The ML Architecture for Malicious Network Detection:

As we already know that the supervised learning of ML can be a limitation in malicious network detection and for this reason, here, we are exploring an architecture where the supervised learning of ML is optimized for malicious network detection and classification. For this, there are certain factors to be considered,

Feature representations should consider specifics of any malware attack. For better results, the connection-level features are compared with the aggregated traffic statistics and temporal features.
Class imbalance should be countered as it hinders the performance of simple linear models like logistics regression and more.
Create a mix of different models like gradient boosting that has the capability of handling the class imbalance. Due to the mix of different capabilities, these models have a better chance of detecting malicious connections and classify the malicious connections from benign connections than the linear models.

Image Source: arxiv

As we can see in the above figure, the machine learning architecture uses an open-sourced network agent called ”Bro” for collecting all the network logs, these network logs are utilized through feature extraction and a set of different ML algorithms for testing and training purposes. Features extracted from the data based on the specifics of attacks are used to train the ML algorithm that can detect.

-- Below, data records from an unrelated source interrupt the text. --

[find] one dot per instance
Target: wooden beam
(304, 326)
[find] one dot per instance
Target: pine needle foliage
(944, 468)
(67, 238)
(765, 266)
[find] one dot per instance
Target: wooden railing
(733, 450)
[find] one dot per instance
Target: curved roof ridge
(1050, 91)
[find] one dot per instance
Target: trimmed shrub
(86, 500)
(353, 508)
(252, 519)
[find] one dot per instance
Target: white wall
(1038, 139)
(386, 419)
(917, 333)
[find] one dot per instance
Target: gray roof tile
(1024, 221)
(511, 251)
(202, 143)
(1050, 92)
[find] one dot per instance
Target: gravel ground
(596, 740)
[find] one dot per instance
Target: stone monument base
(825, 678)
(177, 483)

ML Classification of the Malware NetworkDetection for Learning:

Ground Truth Labelling:

According to the results on the application of the aforesaid architecture, the attacks do not remain active during the full span of network detection and it solely depends on the granularity of the labeling of data.

Coarse-Grained Labeling:

In this labeling system, all the connection logs are labeled as malicious that are generated through botnet IP.

Fine-Grained Labeling:

Considering an instance of DDoS called Rbot attack to obtain the IP address of the victimized machine. This IP address is then followed to detect further attacks. Every feature representation is labeled as malicious for a specific time window based on the attacks in the connection log for that particular time window.

Though fine-grained labeling is difficult to obtain, it certainly improves the performance of an ML model for botnet detection. The most popular ML models used for classification are gradient boosting, random forest and logistic regression.

These models and algorithms can be evaluated on the basis of specified metrics like precision and recall. The imbalance in the data is measured in a ratio of Malicious to Legitimate samples. This ratio is quite low the accuracy remains high.

These models should be used in tandem or assemble them to create an architecture that can effectively cope up with the imbalance of data, interpret the data sets and provide supervised learning based on the feature representations achieved on the network log collection and analysis.

Conclusion:

There is no doubt about the fact that data imbalance is hindering in the application of ML models for malware classification for cybersecurity. For this purpose, research and experimentations of different ML models based on the supervised learning through feature representations over the network logs should be encouraged.

Malware is considered to be the most dangerous threat of all the cyber threats present on the network today and the same should be realized by the data-driven business to avoid data breaches and data risks and ensure safeguards by using the exquisite technologies like Artificial intelligence and machine learning. There are new data regulations formed to protect data theft, but, as they say, desperate times need desperate measures!